Relembro-me do Marcolino, um dos faxineiros do prédio.
Marcolino foi um faxineiro e substituto eventual dos porteiros e vigias. Provavelmente por sua incapacidade de manter uma postura mais austera, ou talvez por suas (severas, creio eu) limitações cognitivas, Marcolino não foi promovido à categoria de porteiro. Marcolino não seria aprovado como porteiro (ou garçom) pela burguesia tijucana de classe média. Em primeiro lugar, Marcolino era um negro muito alto, magro e deselegante para os padrões que os burgueses esperam de seus serviçais; era desdentado; além de muito magro e curvado, não conseguia ter deferência no linguajar ou no vestuário. Marcolino era um daqueles velhos malandros que são cada vez mais raros no Rio de Janeiro. Sua fala era rasgada; só depois de muita convivência é que conseguíamos entender o que dizia; mais do que isso, conseguíamos entender que suas palavras não eram bem concatenadas entre si: Marcolino proferia umas palavras desconexas que só faziam sentido em sua cabeça repleta de cachaça. Era um zé pilintra, e mantinha aquele estilo que alguém de fora do Rio de Janeiro não acredita existir fora do carnaval.

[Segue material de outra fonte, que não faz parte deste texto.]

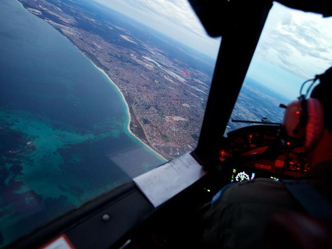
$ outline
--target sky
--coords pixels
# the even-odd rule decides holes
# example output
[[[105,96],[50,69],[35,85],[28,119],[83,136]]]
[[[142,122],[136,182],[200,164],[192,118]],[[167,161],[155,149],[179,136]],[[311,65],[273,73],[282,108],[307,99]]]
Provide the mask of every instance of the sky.
[[[187,0],[95,0],[211,58],[221,39],[208,36]]]
[[[332,66],[332,17],[274,3],[247,75],[290,99]]]
[[[212,58],[208,37],[187,0],[95,0]],[[332,17],[274,3],[247,76],[290,98],[305,80],[332,65]]]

Não sei se Marcolino tinha 50 ou 80 anos entre os anos de 1992 e 1995. Estou certo, no entanto, de que Marcolino é hoje falecido, a tirar pela equação entre os tantos anos em que o vi pela última vez associado com a compleição física que tinha então: ‘Que Deus o tenha’. Mas, sempre que me lembro de Marcolino, vejo-o vagando pelas encruzilhadas da Tijuca, feliz, bebendo cachaça e fumando. Esse é o Marcolino. A morte não pode redimi-lo. Marcolino é um exu. Ele não será capaz de um dia cultivar violetas na janela. Marcolino não tocará harpa. Marcolino não orientará espíritos perdidos. No máximo, Marcolino está tocando pandeiro. Marcolino é um espírito estável. Não é capaz de evoluir ou regredir. Marcolino é um anjo pronto: não consigo vislumbrá-lo senão como o velho malandro tão afim a nós, as crianças, os púberes, os moleques cariocas.
Marcolino era dado ao álcool. Não raro, chegava ao trabalho completamente embriagado. Para nós, os moleques, isso não fazia a menor diferença. Para nós, os moleques, não podia haver alguém tão ‘gente boa’ como Marcolino. O velho Marcolino era leve como uma pluma.
Era o nosso torcedor. Era feliz na convivência com a molecagem. Nós, os moleques, nos considerávamos os verdadeiros craques da bola. E o Marcolino, talvez de maneira inconsciente, ou então por meio da consciência que só os anjos possuem, fomentava nossos sonhos. Enquanto passávamos com nossas bolas de futebol, e eu com meus sonhos de um dia ser um craque da bola, Marcolino, com sua risada desdentada, dizia, em tom brincalhão e com sua postura de malandro: ‘Pelé, Didi, Zagalo, Vavá, Pepe, Romário’, cada nome correspondendo a um de nós. Não entendíamos nada dessa sua escalação imaginária de jogadores de diferentes tempos históricos. Acho que ele não conhecia os craques da época, senão o Romário. Ele nem deixava claro quem era quem naquela sua escalação imaginária, que às vezes misturava Pelé com Zico. Na verdade, entendíamos o que Marcolino estava dizendo pelo menos por causa de nomes tais como Zico (obviamente, Marcolino era flamenguista), Pelé e Garrincha. Essas cenas eram desprovidas de qualquer relevância social. Não éramos recíprocos a essa conversa risonha que Marcolino no fundo tinha com ele mesmo. Era uma espécie de grande vovô se divertindo consigo mesmo e sem a pretensão de nos fazer entendê-lo.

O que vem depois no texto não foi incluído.